Many of these fans harbor jealousy, contention and, in some cases, hatred toward the UFC's most dominant and prolific kingpins.
In plenty of instances, however, fans simply grow tired of what they perceive as monotony in watching a particular fighter defend a UFC belt for years on end, regardless of how much entertainment that fighter generates.
This push for a proverbial changing of the guard will surely be on display in the two cases of Silva vs. Chris Weidman at UFC 162 and Johny Hendricks vs. St-Pierre at a venue to be announced.
Silva has been deemed a 3.05-to-1 favorite (-305), according to Bovada.com. St-Pierre, on the contrary, has been tabbed a 2.25-to-1 favorite (-225), according to Sportsbook.com.
Do the majority of UFC fans want to see Anderson Silva and Georges St-Pierre get dethroned?
But in the case that Weidman and Hendricks each pull off upsets, how much would it change the UFC's infrastructure? More specifically, will their wins give each division a shot in the arm while temporarily eliminating the idea of superfights between guys like Silva and Jon Jones or Silva and St-Pierre?
The soon-to-be 38-year-old Silva has defended the middleweight belt a UFC-record 10 consecutive times while the 31-year-old St-Pierre, who's already defended the welterweight strap a divisional-record eight straight times, appears poised to shatter all of The Spider's records.
Assuming that Silva and St-Pierre each follow through with the oddsmakers' predictions and dispose of Weidman and Hendricks, then how many fresh title matches will remain at 170 and 185?
Silva has already trumped the UFC's No. 2- and No. 3-ranked middleweights, Vitor Belfort and Yushin Okami, respectively.
St-Pierre, meanwhile, already holds wins over three of the UFC's top-ranked 170-pounders. "GSP" also remains adamant that fighting the UFC's third-ranked welterweight and Tristar Gym teammate Rory MacDonald is out of the question.
Hendricks has beaten a trio of top-10 welterweights, including second-ranked Carlos Condit and seventh-ranked Martin Kampmann. But Weidman, on the other hand, has topped just one UFC-ranked middleweight, seventh-ranked Mark Munoz.

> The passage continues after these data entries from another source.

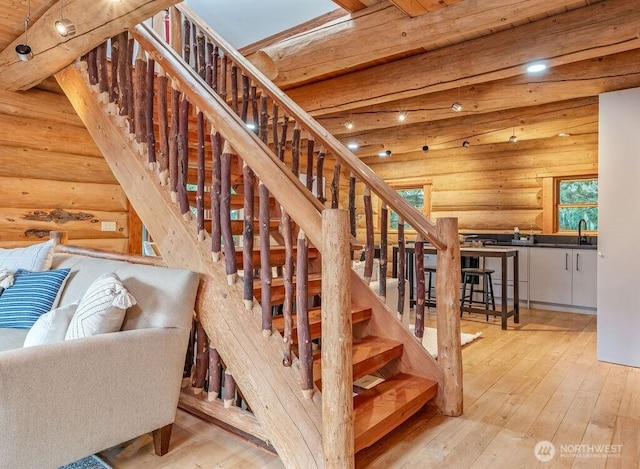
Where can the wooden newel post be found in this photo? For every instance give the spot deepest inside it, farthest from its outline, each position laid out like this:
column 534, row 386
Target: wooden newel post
column 337, row 368
column 448, row 311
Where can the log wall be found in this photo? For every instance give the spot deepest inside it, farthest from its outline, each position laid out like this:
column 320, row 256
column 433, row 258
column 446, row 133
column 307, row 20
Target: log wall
column 53, row 177
column 489, row 188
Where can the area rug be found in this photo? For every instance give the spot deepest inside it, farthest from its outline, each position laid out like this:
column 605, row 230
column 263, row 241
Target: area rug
column 430, row 339
column 90, row 462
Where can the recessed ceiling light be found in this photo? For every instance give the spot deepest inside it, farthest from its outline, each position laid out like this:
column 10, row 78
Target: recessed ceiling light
column 536, row 67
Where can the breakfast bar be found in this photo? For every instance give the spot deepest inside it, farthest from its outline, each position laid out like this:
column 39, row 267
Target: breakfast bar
column 503, row 253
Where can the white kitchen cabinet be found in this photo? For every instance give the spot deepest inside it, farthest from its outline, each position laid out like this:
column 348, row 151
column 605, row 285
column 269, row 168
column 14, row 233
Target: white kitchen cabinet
column 563, row 277
column 551, row 275
column 523, row 276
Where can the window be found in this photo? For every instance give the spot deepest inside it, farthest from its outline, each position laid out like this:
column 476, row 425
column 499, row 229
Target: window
column 415, row 197
column 577, row 199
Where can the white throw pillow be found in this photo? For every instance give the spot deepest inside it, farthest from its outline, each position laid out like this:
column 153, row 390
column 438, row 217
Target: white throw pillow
column 6, row 279
column 51, row 327
column 34, row 258
column 101, row 309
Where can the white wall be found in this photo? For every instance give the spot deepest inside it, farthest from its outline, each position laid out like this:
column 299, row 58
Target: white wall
column 619, row 228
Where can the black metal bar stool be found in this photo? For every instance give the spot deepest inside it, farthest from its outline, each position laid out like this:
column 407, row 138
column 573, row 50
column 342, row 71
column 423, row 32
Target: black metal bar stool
column 472, row 277
column 430, row 287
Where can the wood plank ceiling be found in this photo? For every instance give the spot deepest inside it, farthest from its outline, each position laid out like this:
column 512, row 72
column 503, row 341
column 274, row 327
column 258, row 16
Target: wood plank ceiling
column 404, row 57
column 415, row 58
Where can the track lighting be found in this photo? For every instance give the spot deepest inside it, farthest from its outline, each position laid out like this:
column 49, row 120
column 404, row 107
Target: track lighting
column 64, row 26
column 536, row 67
column 23, row 51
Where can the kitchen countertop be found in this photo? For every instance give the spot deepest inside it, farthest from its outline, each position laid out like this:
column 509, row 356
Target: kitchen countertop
column 547, row 245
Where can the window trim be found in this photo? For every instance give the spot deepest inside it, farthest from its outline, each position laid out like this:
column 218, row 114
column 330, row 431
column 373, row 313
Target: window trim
column 551, row 200
column 408, row 184
column 558, row 205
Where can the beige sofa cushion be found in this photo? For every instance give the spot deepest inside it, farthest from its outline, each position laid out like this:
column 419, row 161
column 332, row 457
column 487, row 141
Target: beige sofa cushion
column 11, row 338
column 159, row 291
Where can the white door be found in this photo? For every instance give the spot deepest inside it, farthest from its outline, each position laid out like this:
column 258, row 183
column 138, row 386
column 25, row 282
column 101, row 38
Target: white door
column 585, row 278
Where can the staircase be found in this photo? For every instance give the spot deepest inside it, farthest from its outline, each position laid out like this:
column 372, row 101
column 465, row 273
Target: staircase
column 240, row 326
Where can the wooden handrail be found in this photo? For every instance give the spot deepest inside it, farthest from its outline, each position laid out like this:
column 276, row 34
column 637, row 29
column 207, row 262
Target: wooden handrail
column 412, row 216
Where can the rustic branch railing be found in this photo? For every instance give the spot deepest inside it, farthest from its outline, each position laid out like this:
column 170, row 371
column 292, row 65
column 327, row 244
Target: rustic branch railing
column 207, row 106
column 318, row 157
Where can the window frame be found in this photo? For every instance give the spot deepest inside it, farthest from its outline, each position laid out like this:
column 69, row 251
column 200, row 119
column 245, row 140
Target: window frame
column 557, row 205
column 407, row 184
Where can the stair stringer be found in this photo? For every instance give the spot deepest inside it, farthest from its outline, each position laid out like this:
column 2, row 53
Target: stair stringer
column 272, row 390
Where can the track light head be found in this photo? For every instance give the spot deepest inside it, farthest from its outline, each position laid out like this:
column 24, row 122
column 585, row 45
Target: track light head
column 24, row 53
column 65, row 27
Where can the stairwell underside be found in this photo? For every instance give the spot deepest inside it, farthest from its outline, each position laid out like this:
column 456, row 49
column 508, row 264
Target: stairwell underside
column 273, row 391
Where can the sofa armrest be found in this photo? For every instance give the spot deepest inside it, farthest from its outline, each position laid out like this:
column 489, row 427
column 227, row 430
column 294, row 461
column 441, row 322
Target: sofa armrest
column 64, row 401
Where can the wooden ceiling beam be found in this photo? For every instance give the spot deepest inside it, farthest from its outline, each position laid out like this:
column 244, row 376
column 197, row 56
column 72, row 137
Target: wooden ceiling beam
column 604, row 28
column 350, row 5
column 575, row 116
column 95, row 22
column 379, row 32
column 572, row 81
column 415, row 8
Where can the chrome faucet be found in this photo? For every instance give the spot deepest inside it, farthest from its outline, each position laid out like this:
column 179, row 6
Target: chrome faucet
column 582, row 239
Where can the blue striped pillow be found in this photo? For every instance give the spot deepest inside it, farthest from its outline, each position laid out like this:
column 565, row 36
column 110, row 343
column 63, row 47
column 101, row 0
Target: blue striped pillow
column 31, row 295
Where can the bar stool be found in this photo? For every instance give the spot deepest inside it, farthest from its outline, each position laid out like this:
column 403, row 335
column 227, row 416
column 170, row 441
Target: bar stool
column 430, row 287
column 469, row 276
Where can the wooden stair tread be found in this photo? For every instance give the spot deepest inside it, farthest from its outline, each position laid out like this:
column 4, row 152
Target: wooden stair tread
column 277, row 254
column 358, row 314
column 369, row 355
column 237, row 201
column 379, row 410
column 277, row 288
column 237, row 226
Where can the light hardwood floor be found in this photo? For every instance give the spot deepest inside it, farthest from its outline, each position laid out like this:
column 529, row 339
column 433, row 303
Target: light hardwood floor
column 537, row 381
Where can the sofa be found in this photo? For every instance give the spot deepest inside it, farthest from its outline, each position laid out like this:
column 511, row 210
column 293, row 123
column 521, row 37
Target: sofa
column 62, row 401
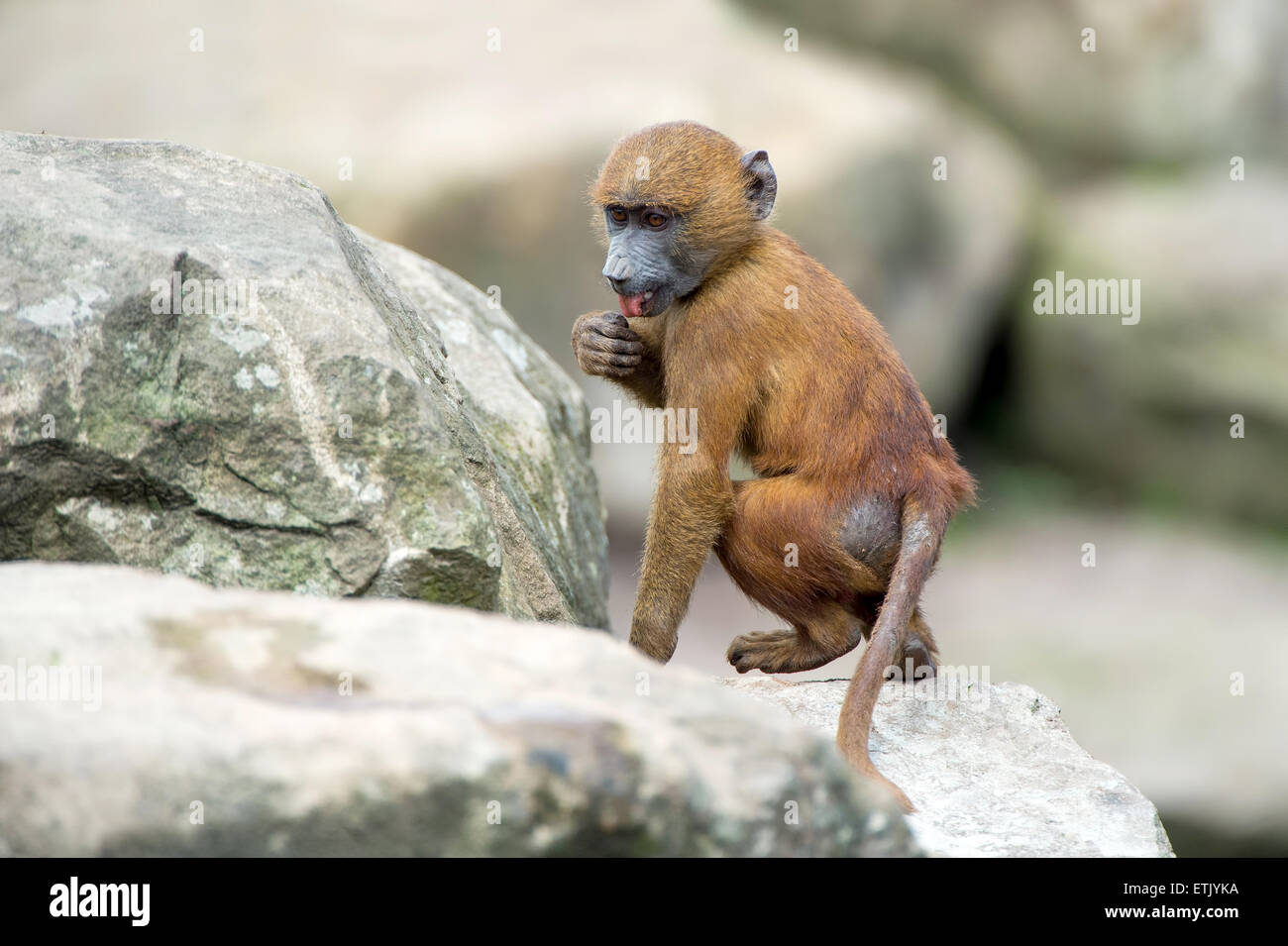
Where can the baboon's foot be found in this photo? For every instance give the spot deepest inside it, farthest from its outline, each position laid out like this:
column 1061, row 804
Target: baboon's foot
column 776, row 652
column 923, row 662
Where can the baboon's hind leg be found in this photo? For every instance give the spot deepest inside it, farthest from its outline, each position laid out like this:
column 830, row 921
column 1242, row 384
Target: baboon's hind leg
column 811, row 643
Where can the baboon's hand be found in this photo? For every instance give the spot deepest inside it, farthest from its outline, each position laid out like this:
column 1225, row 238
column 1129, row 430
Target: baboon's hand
column 605, row 345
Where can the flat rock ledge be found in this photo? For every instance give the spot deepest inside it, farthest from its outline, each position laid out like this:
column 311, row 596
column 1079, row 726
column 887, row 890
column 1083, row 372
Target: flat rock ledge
column 992, row 770
column 154, row 714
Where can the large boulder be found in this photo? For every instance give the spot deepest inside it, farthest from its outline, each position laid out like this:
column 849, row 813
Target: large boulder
column 241, row 722
column 204, row 369
column 992, row 770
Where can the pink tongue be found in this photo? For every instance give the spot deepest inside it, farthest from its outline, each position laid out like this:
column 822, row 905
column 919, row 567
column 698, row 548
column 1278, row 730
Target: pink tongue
column 631, row 305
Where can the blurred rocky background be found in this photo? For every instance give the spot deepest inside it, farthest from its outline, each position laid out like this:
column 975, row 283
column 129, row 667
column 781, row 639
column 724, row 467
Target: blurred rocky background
column 468, row 133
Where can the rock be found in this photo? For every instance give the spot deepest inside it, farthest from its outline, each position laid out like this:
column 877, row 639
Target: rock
column 1138, row 405
column 1166, row 81
column 992, row 774
column 295, row 417
column 465, row 734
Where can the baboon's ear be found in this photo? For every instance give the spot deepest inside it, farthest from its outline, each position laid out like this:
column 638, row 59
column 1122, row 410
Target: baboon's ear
column 761, row 183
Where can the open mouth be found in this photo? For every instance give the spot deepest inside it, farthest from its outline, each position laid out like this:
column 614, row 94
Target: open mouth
column 636, row 305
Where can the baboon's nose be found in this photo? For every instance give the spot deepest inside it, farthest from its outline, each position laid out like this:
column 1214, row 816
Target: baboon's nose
column 617, row 267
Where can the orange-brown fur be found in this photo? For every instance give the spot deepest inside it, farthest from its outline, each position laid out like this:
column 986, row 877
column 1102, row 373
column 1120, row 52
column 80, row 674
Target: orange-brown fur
column 819, row 404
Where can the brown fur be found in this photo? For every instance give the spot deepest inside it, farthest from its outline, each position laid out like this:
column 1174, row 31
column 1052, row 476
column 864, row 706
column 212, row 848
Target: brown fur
column 819, row 404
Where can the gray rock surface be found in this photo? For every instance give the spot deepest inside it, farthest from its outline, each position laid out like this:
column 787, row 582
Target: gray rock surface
column 992, row 770
column 465, row 734
column 331, row 415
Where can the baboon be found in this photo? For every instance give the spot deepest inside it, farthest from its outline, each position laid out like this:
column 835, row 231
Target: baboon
column 722, row 313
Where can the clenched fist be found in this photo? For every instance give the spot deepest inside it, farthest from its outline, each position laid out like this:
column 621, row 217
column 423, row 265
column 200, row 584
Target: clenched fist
column 605, row 345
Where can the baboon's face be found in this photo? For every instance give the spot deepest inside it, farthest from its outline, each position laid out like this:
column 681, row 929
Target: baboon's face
column 647, row 264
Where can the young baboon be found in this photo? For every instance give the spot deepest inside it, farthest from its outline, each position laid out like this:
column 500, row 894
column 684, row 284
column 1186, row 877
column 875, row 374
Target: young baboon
column 722, row 313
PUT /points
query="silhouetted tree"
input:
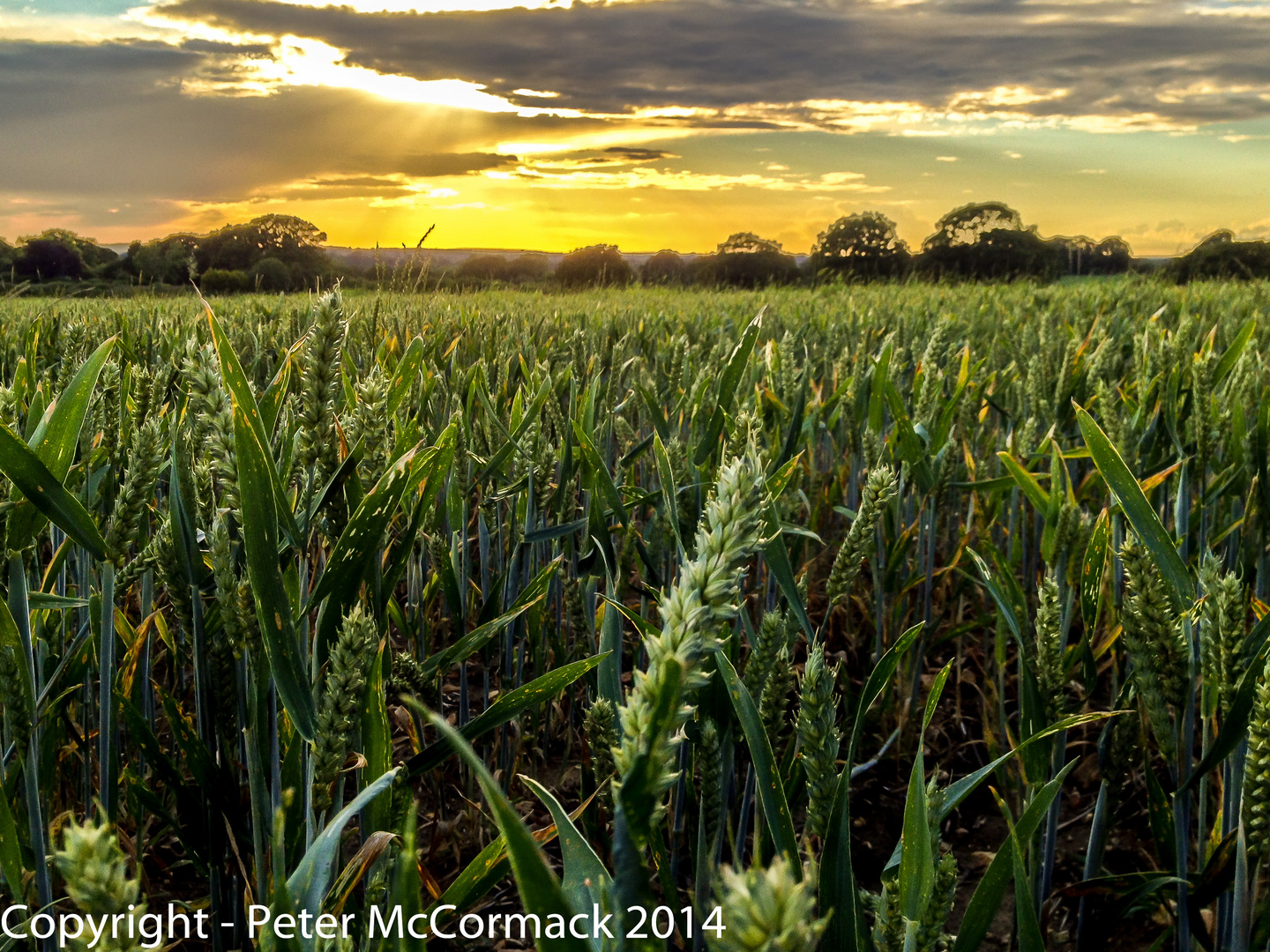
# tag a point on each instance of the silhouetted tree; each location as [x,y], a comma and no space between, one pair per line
[1111,256]
[594,265]
[747,260]
[862,245]
[987,242]
[1221,257]
[664,268]
[272,274]
[482,268]
[968,224]
[531,265]
[45,259]
[291,240]
[169,260]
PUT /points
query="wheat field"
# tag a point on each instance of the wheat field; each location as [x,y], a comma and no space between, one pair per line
[895,619]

Since fans constantly yearn to witness change and drama in every division, there's no doubt that the bulk of the MMA world will be pulling for Weidman and Hendricks to dethrone Silva and St-Pierre.
The problem for "The All-American" and "Bigg Rigg" is that Silva and St-Pierre don't intend to allow any change or drama to ensue in their respective weight classes. Truth be told, The Spider and GSP plan to keep business running as usual until they each decide to retire on top.